Have you ever experienced a grief hangover?
You begin to wake up and your senses kick in. Your face hurts. Your eyes feel puffy – opening your eyes takes energy. Your head hurts. Your body feels like someone beat you up while you were sleeping. Sound familiar?
The more you wake up the more you feel the effects of your grief hangover, and then you remember. You begin to remember the life situation (loss of a loved one, divorce/breakup, intense emotions that feel out of control, sick child, etc.) that brought on the emotional pain, the crying, the pain in your chest as you try desperately to grasp your new reality. You remember. And taking headache medicine won’t make it go away. It remains.
Sometimes, I find, that when we are in the midst of a grief hangover there can be an underlining fear that our intense sadness will overcome us. You need not fear, though. For the masses a grief hangover typically lasts a few days. Each day you will likely cry a bit less, and feel a bit less beat up physically. Your grieving process has begun.

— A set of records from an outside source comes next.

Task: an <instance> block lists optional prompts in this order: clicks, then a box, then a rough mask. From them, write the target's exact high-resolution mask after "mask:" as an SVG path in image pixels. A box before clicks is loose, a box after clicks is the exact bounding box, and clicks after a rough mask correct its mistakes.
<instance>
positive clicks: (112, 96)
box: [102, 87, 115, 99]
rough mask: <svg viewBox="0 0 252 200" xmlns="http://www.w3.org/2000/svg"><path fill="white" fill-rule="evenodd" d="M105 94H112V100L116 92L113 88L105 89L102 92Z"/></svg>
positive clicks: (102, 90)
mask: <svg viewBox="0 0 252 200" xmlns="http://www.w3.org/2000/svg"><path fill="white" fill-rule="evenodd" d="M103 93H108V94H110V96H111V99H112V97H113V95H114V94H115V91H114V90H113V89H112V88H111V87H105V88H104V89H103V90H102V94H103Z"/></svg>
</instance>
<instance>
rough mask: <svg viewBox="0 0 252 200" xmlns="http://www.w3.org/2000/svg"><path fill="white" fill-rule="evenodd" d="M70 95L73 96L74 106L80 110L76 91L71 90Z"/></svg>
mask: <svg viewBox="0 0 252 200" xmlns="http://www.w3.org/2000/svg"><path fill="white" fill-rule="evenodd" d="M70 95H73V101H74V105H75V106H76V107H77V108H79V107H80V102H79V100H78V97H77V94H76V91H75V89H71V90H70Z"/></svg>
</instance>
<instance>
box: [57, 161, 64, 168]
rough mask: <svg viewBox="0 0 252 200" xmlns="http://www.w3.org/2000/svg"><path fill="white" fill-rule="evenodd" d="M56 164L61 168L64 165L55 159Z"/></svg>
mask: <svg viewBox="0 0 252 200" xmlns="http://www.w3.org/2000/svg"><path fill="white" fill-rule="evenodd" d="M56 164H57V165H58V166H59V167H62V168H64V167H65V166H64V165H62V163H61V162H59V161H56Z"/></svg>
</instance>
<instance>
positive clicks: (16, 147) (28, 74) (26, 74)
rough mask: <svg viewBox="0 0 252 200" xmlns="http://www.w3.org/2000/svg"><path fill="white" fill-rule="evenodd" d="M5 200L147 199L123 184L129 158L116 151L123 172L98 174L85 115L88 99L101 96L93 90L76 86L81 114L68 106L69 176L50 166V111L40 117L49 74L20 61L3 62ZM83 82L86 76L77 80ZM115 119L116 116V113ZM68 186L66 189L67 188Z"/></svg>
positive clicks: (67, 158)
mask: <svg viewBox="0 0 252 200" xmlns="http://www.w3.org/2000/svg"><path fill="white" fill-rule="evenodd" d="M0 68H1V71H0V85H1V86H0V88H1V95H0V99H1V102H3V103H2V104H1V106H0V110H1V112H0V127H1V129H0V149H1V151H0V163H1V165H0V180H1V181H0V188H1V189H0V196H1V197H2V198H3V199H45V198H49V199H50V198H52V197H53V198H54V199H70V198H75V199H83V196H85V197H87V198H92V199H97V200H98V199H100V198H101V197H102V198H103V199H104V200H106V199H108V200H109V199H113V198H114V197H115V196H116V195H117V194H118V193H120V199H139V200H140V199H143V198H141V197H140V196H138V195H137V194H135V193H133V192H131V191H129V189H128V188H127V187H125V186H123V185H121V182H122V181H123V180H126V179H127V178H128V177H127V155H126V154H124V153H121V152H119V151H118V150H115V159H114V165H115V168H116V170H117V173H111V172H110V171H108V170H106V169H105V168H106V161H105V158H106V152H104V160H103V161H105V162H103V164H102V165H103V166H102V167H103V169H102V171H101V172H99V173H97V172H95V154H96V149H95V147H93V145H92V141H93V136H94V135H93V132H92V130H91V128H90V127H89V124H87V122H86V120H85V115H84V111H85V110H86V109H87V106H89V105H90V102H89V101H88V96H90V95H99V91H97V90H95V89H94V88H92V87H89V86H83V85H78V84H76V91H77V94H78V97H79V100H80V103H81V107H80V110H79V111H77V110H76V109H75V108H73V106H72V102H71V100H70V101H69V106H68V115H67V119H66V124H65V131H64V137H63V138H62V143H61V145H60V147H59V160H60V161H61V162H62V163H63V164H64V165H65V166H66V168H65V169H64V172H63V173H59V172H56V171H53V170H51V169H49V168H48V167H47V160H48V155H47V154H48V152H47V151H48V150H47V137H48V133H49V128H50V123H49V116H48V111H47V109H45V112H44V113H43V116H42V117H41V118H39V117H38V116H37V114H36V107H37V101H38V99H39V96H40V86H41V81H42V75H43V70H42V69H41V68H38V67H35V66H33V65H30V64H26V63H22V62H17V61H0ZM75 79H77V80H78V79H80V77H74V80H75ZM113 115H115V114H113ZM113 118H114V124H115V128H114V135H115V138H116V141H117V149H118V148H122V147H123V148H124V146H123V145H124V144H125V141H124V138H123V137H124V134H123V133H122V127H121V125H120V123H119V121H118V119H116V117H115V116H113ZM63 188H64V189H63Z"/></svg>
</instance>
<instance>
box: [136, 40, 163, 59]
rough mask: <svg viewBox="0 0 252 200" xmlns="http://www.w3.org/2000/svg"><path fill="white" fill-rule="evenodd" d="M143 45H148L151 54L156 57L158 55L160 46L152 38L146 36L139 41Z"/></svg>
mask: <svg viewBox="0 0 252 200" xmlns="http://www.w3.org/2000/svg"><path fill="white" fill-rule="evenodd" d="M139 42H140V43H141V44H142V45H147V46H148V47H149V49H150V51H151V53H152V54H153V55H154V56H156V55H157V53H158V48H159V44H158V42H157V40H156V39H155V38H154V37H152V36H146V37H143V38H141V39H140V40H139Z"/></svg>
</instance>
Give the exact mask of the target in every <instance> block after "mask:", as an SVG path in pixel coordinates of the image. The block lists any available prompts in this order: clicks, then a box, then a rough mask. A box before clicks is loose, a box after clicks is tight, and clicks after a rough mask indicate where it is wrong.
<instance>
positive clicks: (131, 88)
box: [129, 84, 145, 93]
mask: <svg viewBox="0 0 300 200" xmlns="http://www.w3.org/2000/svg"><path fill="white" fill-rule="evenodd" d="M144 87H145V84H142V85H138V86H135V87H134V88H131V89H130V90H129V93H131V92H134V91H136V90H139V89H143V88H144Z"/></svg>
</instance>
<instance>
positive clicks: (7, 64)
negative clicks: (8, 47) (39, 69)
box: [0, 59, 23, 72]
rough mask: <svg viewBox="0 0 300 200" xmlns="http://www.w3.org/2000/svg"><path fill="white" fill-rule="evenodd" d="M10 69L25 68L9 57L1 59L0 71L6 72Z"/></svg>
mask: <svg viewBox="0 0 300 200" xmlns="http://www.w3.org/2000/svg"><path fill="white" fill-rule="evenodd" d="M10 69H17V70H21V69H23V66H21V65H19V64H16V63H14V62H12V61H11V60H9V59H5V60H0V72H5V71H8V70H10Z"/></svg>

You will have some good days and some bad days. Accept it.
If you don’t accept the natural process your physical body, and your emotional/mental mind need to go through, you will be ignoring the pain – you will be ignoring the natural process that we were created to go through when we experience grief.
If you choose to ignore, this will only lead to the beginning of you trying your best to fake it through life while ignoring yourself, which over time will build and build typically resulting in some sort of breakdown or anxious tendencies developing.
So allow the grief hangover to remain for a few days. Enter into the grieving process. Care for your needs. This won’t last forever. I promise.